Australia’s industrial property sector is set for a return to health next year according to the latest research data.
The latest research report from CBRE forecasts that low interest rates and sustained declines in the Aussie dollar will translate into greater growth in the nation-wide industrial property sector throughout 2014 and 2015.
The Q3 2013 CBRE Australia Industrial MarketView Report says rosy sentiment amongst consumers and increased dwelling investment will serve to foster economic growth in 2014, which will in turn drive industrial expansion over the course of the next two years.
This follows a slip in industrial economic output of 0.1 per cent in the year to June 2013, as a a result of major declines in activity for utilities, transport, storage and postal services.
CBRE’s data for the third quarter indicate that Australia’s A-grade and B-grade warehouses have already seen significant year-on-year gains in capital values, advancing 1.6 per cent and four per cent respectively in September.
A-grade warehouses in Melbourne have logged the biggest gains in their capital values, rising 4.9 per cent in the past year, while Perth has also performed well with a 2.6 per cent gain.
While capital values have witnessed significant gains, industrial rents throughout the country have for the most part hovered at the same level over the past year. A-grade warehouse rents remained unchanged at $103 per square metre, although B-grade warehouse rents have posted growth of 2.1 per cent.
A-REITs are already rushing to raise their holdings of industrial assets, buying up to $110 million worth during the third quarter. Private investors secured a further $80 million worth of assets in the category during the same period.
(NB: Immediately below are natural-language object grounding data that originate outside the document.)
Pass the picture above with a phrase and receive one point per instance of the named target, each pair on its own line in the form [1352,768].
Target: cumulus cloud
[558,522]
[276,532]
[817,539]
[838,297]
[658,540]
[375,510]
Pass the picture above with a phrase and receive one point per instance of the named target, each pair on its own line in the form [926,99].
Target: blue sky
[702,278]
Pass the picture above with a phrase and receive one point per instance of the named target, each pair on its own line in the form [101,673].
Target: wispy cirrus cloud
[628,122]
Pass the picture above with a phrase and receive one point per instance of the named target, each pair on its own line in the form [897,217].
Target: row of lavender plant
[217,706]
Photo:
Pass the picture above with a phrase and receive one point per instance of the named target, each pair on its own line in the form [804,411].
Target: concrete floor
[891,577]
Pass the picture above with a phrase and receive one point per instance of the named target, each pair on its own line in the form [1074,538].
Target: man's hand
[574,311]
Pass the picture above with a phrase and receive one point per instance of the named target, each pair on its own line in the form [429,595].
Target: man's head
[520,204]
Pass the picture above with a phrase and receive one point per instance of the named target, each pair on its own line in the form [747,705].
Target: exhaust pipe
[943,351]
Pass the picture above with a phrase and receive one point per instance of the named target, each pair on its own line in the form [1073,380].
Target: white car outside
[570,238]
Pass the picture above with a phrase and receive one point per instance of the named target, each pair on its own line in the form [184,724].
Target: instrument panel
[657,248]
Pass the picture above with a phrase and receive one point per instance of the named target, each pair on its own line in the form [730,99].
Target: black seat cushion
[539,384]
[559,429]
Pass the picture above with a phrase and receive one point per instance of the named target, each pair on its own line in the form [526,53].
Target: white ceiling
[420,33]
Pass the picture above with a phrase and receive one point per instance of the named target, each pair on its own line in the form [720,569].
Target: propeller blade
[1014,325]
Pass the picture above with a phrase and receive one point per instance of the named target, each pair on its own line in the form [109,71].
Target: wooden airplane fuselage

Australia’s southeast is the most popular destination for investment in industrial property assets, with Victoria and New South Wales enjoying sales of $104 million and $88 million respectively in the third quarter.
CBRE expects a further 1.5 million square metres of industrial space to reach completion in 2013, for a modest decline compared to the average for the past five years of 1.6 million square metres.
Sydney and Brisbane have the largest volume of assets in development, with growth of 1.6 per cent and 2.2 per cent respectively in 2013.